He sniffed. He’d heard me complain about money a thousand times. “I’m so sorry. I didn’t do it, I swear. I know I’m not, like, a perfect kid, okay? But I didn’t do this.”

“I believe you.”

Laurie added, “You are perfect, Jacob.”

“I didn’t even know Ben. He was just, like, this kid from school. Why would I do this? Huh? Why? Okay, why are they saying I did this?”

“I don’t know, Jake.”

“This is your case! What do you mean, you don’t know?”

“I just don’t know.”

“You mean, you don’t want to tell me.”

“No. Don’t say that. Jake, do you think I was investigating you? Really?”

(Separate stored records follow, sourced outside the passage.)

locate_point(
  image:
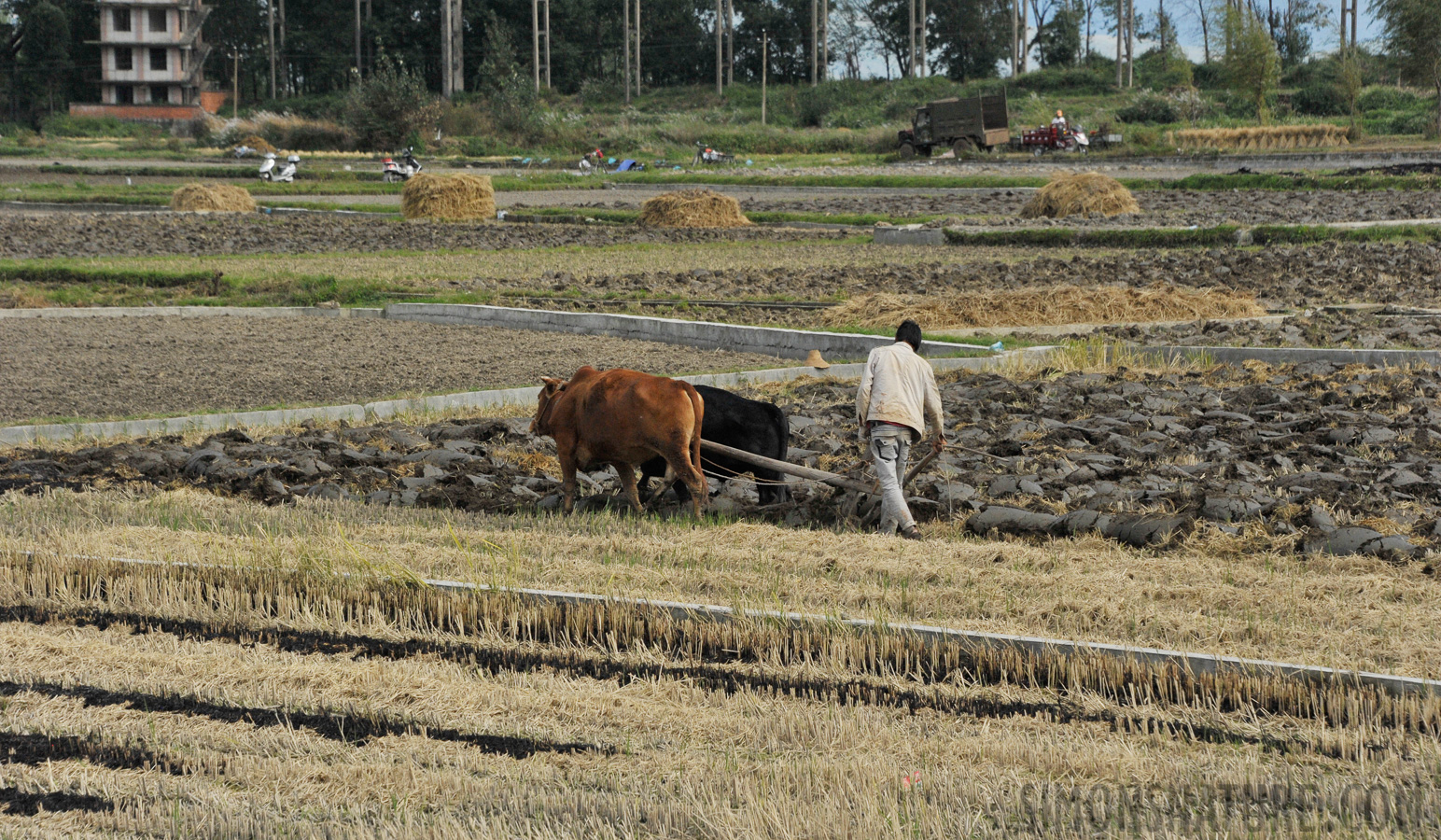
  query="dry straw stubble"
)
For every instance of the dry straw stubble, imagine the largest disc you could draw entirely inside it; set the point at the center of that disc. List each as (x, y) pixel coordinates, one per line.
(1062, 304)
(457, 196)
(212, 198)
(1263, 137)
(1080, 193)
(692, 209)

He shook his head. “So just for no reason-for no reason-I killed Ben Rifkin? That’s just-that’s just-I don’t know what it is. It’s crazy. This whole thing is totally crazy.”

“Jacob, you don’t have to convince us. We’re on your side. Always. No matter what happens.”

“Jesus.” He raked his fingers through his hair. “This is Derek’s fault. He did this. I know it.”

“Derek? Why Derek?”

“He’s just-he’s like-he gets freaked out by stuff, you know? Like, the littlest things and he freaks out about them. I swear, when I get out, I’m going to fuck him up. I swear it.”

“Jake, I don’t think Derek could have done this.”

“He did. You watch. That kid.”

Laurie and I exchanged a puzzled look.

“Jake, we’re going to get you out of here. We’ll put up the bail, whatever it is. We’ll find the money. We’re not going to let you sit in jail. But you’re going to have to spend the night here, just until the arraignment in the morning. We’ll meet you at the courthouse first thing. We’ll have a lawyer with us. You’ll be home for dinner tomorrow. Tomorrow you’re going to sleep in your own bed, I promise.”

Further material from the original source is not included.